With respect to the matters last mentioned, it is enough to say, first, that the wife is shown to have been the real owner of the property ever since the alleged nuisance arose, and, secondly, that whatever might be the merits of a proper plea of former adjudication, no such defense is presented on this record. The identity of the nuisances and of the property involved in these three suits is averred, but not the identity of issues joined (Koelisch v. Mixer, 52 O. S., 207, 211). We therefore say nothing about the further questions of identity of parties and of subject-matter.

We see no reason why the court should have excluded evidence or directed a verdict with respect to the second cause of action alleged in the petition below, unless it was on the assumption that there had been a former adjudication of that matter. This reason, as we have indicated, is not well founded and the evidence excluded at pages 15 and 21 of the bill of exceptions should have been admitted.
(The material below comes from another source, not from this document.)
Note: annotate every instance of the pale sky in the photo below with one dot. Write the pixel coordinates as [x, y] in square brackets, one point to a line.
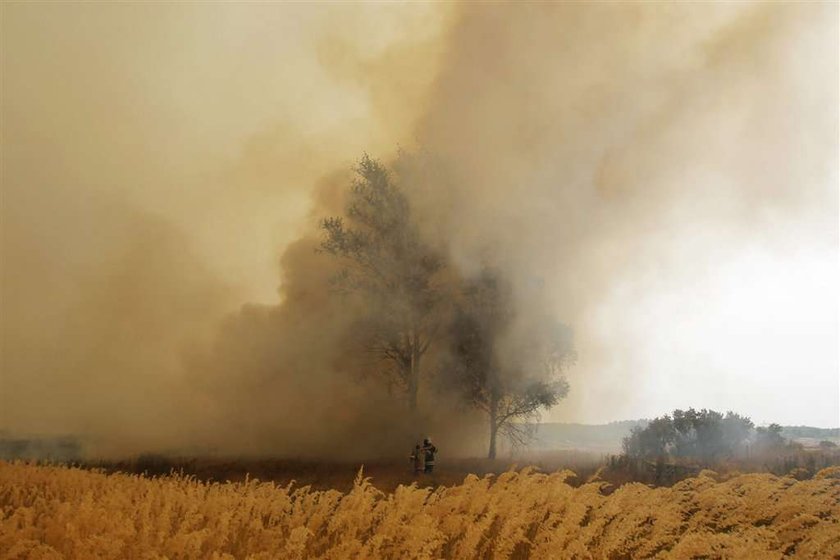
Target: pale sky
[221, 120]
As to the first cause of action, it is contended by counsel for the village that no defect in the sewer has been proved, and, at all events, that no causal connection is shown between the alleged faults in the sewer and the flooding of plaintiff’s sub-cellar. But evidence was offered of a stream of water entering the cellar through a hole made by thrusting a bar horizontally into the soil towards the sewer when the mouth thereof was choked with ice, and of the instant subsidence of that stream when the ice was removed. This event, it is true, occurred more than four years before the commencement of this action, and henee without the period for which damages for a continuing nuisance may be recovered (Railway Co. v. O’Harra, 50 Ohio State, 667, 679). But it was perfectly competent for the plaintiff to show that the sewer had previously occasioned similar damage, for the purpose of proving that the same cause thereafter might, probably have produced the like effect (Brewing Co. v. Bauer, 50 O. S., 560). It was of course necessary to show further that the condition of the sewer remained unchanged. It follows that the court erred in excluding the evidence tendered at page 35, of the incident just referred to, for its tendency was to show that the sewer was in some way defective so as to permit the escape of sewage through the soil towards plaintiff’s cellar. 5 Thompson’s Commentaries of the Law of Negligence, Section 5894.

But it is said on behalf of the village that the mere percolation or seeping of sewage through the soil to and into another’s premises is not an actionable wrong, for the rule is analogous to that of the interception or diversion of percolating natural waters. This question is, however, expressly reserved in Elster v. Springfield, 49 O. S., 82, 94, and 101, and the clear weight of authority is against the contention made. Mears v. Dole, 135 Mass., 508; Beatrice Gas Co. v. Thomas, 41 Neb. 662; Wheatley v. Baugh, 64 Am. Dec., 729; Kinnaird v. Standard Oil Co., 89 Ky., 468.

It is, however, the settled law that where a municipality brings either sewage or surface water and casts it upon another’s land where it would not of itself naturally flow, it must ordinarily answer in damages therefor. The rule and its limitations are clearly shown in Gilluly v. The City of Madison, 63 Wis., 518; Barry v. The City of Lowell, 90 Mass., 127, and Cincinnati v. Penny, 21 O. S., 500.

For the error in excluding the evidence offered at pages 15, 21 and 35, and in directing a verdict for the defendant the judgment below is reversed and the cause remanded.